Bakura didn't feel very badass at all, in fact, he felt like the men he had beaten up in his day, far too emotional. He knew, he reassured himself, that he was still a cold, heartless bastard. But every bastard had to have room for something in that heart-that-wasn't-a-heart. His just happened to be for an angel. No, not the figurative kind, he wasn't that much of a sap, but a real one. And he lamented the fact that simple want, physical things, fuck-and-leave, the kind of things he used to do, had suddenly turned into something.

He wasn't going to fight the damn kid's battles for him, but maybe he'd stop playing that fucking song all day if he and the other guy just hooked up already.

So, one night after Ryuuji and Ryou went out, Bakura scribbled down a few words on a sticky note.

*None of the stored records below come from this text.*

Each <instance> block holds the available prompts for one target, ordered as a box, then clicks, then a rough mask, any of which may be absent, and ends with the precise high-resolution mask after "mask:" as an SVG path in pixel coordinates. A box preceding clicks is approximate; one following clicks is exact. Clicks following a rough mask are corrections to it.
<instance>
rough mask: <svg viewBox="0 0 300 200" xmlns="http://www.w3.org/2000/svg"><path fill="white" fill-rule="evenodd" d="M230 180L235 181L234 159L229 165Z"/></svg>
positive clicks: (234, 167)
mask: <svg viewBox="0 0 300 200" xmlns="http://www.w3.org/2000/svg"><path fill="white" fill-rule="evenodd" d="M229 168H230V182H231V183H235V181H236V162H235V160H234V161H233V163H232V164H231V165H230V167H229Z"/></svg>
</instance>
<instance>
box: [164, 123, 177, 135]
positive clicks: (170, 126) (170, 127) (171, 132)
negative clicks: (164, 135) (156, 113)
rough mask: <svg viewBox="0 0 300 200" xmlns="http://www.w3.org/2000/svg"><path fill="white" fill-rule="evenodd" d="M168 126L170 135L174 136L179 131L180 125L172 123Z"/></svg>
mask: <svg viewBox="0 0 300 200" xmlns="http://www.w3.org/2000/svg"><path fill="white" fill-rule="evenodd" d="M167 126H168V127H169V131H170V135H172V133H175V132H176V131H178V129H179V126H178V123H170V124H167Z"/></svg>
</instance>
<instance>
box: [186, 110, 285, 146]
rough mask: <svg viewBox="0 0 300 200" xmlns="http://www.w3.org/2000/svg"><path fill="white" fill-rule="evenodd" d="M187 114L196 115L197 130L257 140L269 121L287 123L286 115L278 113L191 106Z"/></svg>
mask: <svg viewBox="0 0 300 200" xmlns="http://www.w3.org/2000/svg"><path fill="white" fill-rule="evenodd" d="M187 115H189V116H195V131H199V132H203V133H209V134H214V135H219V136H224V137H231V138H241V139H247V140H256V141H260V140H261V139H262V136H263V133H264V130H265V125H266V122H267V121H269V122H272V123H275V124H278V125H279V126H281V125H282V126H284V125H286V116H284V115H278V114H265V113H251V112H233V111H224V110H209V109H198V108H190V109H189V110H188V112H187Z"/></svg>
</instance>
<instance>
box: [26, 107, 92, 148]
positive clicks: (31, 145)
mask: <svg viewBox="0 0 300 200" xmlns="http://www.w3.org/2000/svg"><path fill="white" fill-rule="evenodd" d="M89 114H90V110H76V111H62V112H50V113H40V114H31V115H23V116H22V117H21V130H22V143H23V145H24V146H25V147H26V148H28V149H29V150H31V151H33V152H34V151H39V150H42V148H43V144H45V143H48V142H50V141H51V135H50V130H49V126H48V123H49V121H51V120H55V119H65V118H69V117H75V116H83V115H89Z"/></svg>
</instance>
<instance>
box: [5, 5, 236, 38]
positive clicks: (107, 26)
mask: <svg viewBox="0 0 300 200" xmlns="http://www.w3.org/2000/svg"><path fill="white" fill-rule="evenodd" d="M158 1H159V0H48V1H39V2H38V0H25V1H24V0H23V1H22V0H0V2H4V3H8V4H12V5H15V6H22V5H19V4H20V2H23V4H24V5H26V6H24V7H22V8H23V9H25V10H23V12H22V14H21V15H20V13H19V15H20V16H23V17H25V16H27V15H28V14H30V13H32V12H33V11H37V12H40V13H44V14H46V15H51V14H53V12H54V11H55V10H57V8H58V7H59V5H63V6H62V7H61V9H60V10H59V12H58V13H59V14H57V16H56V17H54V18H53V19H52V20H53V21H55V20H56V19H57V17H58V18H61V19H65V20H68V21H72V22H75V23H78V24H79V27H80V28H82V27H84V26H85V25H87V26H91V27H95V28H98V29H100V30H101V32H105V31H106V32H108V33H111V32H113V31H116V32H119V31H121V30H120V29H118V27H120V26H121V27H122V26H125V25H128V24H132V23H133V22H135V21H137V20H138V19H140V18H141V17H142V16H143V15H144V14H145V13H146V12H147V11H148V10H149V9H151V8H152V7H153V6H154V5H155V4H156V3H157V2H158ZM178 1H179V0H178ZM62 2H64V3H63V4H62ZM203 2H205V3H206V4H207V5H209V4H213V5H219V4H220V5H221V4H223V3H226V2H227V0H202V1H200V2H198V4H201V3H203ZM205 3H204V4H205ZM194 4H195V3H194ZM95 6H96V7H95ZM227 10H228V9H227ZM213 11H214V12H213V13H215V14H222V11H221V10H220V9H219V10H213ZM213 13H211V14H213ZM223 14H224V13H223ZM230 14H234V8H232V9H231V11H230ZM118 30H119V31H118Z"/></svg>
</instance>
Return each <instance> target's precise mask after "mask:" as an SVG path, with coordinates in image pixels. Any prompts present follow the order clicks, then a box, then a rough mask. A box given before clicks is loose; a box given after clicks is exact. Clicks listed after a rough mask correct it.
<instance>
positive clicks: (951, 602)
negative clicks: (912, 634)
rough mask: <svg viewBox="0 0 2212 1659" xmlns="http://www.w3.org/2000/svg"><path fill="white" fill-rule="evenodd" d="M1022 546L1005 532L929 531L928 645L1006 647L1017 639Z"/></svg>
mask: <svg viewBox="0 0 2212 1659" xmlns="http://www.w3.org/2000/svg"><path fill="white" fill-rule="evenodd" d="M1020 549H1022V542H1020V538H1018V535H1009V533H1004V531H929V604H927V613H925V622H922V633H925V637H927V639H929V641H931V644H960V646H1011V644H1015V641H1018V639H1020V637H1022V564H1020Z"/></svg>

And Ryuuji found them, and even though he immediately ripped the note to shreds and ate it (he was somewhat tipsy), he understood loud and clear what he was supposed to do, say--the thing he had wanted to ever since he met the young man with the very white hair.

He knew that on the note was an instruction, an order, and he followed it because he might have been a rebel, but...

Say that you love me.

So he said it.

And, as it turned out, love was reciprocated, and they wondered how they could have been so blind, both glad that the other one took the initiative and finally admitted it.


Bakura slept for the first time in years that night--sleep wasn't something he had to do, but for whichever reason, that night it seemed like a good thing to do.

And when he woke up, he was warm, and lay next to a body he knew well, and his eyes opened and locked with Amane's blue eyes, and she smiled. "See? Happy endings happen sometimes. I win."

Welcome to Heaven, said a post-it note stuck on his chest.


And in the end, none of them were alone.